Information Security Specialist

Deutsche Bank has begun a major business and technology programme to adopt public cloud services, including announcing a ten-year partnership with Google.

One critical success factor for this cloud adoption is to ensure that the Bank's use of cloud services is secure. Therefore the Bank's security team, the Chief Security Office, has set up a Cloud Security Enablement programme to embed security into its cloud environments, and integrate into its overall range of information security capabilities.

Within Cloud Security Enablement, one team is focused on Cloud Security Engineering. This team specialises in developing in-cloud security controls, using "infrastructure as code" and "policy as code" techniques, and a mix of cloud-native and third party solutions.

The majority of the team's work is currently in Google Cloud Platform, with a small proportion in Microsoft Azure.

The team began in the UK and is now expanding in Bucharest. It reports functionally to the Cloud Security Engineering lead in the UK.

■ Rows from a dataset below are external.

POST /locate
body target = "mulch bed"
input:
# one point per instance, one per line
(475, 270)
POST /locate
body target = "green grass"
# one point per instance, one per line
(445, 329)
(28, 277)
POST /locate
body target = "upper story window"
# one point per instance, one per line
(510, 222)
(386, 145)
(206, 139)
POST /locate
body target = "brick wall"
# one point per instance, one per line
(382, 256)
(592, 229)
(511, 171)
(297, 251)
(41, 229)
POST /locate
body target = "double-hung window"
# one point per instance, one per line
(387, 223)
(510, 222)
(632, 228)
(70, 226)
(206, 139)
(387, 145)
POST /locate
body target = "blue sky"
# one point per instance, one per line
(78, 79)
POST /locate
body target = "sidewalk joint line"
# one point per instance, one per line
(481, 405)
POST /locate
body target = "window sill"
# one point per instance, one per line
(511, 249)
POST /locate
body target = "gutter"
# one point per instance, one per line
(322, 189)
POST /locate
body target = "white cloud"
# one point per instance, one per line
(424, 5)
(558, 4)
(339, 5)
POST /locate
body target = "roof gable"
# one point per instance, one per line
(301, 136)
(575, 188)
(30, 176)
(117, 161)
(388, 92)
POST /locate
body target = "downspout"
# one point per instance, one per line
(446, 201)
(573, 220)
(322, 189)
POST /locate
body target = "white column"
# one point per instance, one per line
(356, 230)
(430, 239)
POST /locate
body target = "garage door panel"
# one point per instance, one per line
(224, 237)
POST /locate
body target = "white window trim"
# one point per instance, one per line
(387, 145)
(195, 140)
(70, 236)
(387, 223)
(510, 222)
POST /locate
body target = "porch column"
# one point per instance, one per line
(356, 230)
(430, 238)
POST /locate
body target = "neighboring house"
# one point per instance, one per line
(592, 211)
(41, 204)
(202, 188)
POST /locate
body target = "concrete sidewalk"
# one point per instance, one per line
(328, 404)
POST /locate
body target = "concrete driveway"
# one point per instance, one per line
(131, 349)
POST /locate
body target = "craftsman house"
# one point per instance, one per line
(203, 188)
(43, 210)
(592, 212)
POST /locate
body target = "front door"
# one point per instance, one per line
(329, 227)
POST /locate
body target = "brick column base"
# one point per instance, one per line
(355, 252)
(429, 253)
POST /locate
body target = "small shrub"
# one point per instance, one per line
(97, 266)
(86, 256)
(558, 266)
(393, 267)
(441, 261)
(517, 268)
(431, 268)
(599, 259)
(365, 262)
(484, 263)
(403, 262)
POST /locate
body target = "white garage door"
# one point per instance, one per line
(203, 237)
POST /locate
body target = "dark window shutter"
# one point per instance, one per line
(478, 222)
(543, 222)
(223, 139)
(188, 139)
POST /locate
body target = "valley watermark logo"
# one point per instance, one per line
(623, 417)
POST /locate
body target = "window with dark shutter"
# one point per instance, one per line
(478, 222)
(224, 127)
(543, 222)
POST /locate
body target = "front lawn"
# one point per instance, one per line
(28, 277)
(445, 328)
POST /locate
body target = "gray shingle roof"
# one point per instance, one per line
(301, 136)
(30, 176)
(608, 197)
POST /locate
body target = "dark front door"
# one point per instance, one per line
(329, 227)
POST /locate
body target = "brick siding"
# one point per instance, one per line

This role will be one of the first members of this team in Bucharest, building and maintaining security capabilities and policies in Google Cloud Platform and Azure, and using associated security tools. The role will also help the overall team manage its work efficiently using agile ways of working, and associated tools such as Jira.

Responsibilities

In this role you will be:

• Developing and enhancing security controls in Deutsche Bank's Google Cloud and Microsoft Azure infrastructure – these controls are the security components of the Bank's "control plane" for each cloud service provider
• Developing features that help implement Deutsche Bank's security reference architectures for Google Cloud and Azure.
• Consulting with information security specialists in the Chief Security Office, and other infrastructure and application development teams across the Bank internationally, to understand their requirements for in-cloud security solutions
• Delivering features iteratively, using sprints and a backlog of tasks
• Using infrastructure-as-code techniques and CI/CD automation, via tools such as Terraform
• Using policy-as-code tools and techniques to specify security rules that are enforced both at build time (during the CI/CD pipeline, and with cloud-native tooling) and at run time (to detect deviations from policy, using third party and cloud-native tooling)
• Delivering in-cloud features that can be integrated with on-premises security capabilities, in areas such as access management, security logging and monitoring, and network security – so that the Chief Security Office can effectively secure and monitor its cloud infrastructure and applications, as well as its on-premise technology
• Acting as an internal expert in the native security features of the Cloud Service Providers, in the areas you have worked in, to advise other teams on options for improving and maintaining security
• Collaborating with other team members, and members of the wider engineering community in the Bank, on improvements to cloud engineering tooling and ways of working
• If required, acting as the security engineer embedded for a period in another application development team, working directly on developing cloud security controls for that application.

Experience

Essential:

• Experienced software engineer
• Familiar with setting up and using public and hybrid cloud infrastructures, using at least one of the major Cloud Services Providers
• Familiar with information security concepts and techniques
• Agile software/systems development

Desirable:

• Google Cloud Platform engineering and security
• Microsoft Azure engineering and/or security
• Working in an international, complex, matrix-management organisation
• Working with audit, control and risk functions in a regulated organisation

Skills and qualifications

Essential:

• Degree-level IT and/or information security qualification, or equivalent experience
• High quality written and spoken English
• One of: Google Cloud Platform, Microsoft Azure, AWS
• CI/CD tools and techniques
• Agile ways of working (such as Scrum) and maintaining the team workload in supporting tools, such as Jira

Desirable:

• Information security certification
• Cloud infrastructure, architecture or security certification
• Google Cloud Platform
• Microsoft Azure
• Terraform or Terraform Enterprise / Sentinel
• CI/CD tools
• VCS (Github and/or Gitlab)
• Cloud Security Posture Management tools
• Behaviour Driven Development (BDD) principles and practices, such as Cucumber and Gherkin
• Typescript
• Secrets Management in cloud platforms

We strive for a culture in which we are empowered to excel together every day. This includes acting responsibly, thinking commercially, taking initiative and working collaboratively.

Together we share and celebrate the successes of our people. Together we are Deutsche Bank Group.

We welcome applications from all people and promote a positive, fair and inclusive work environment.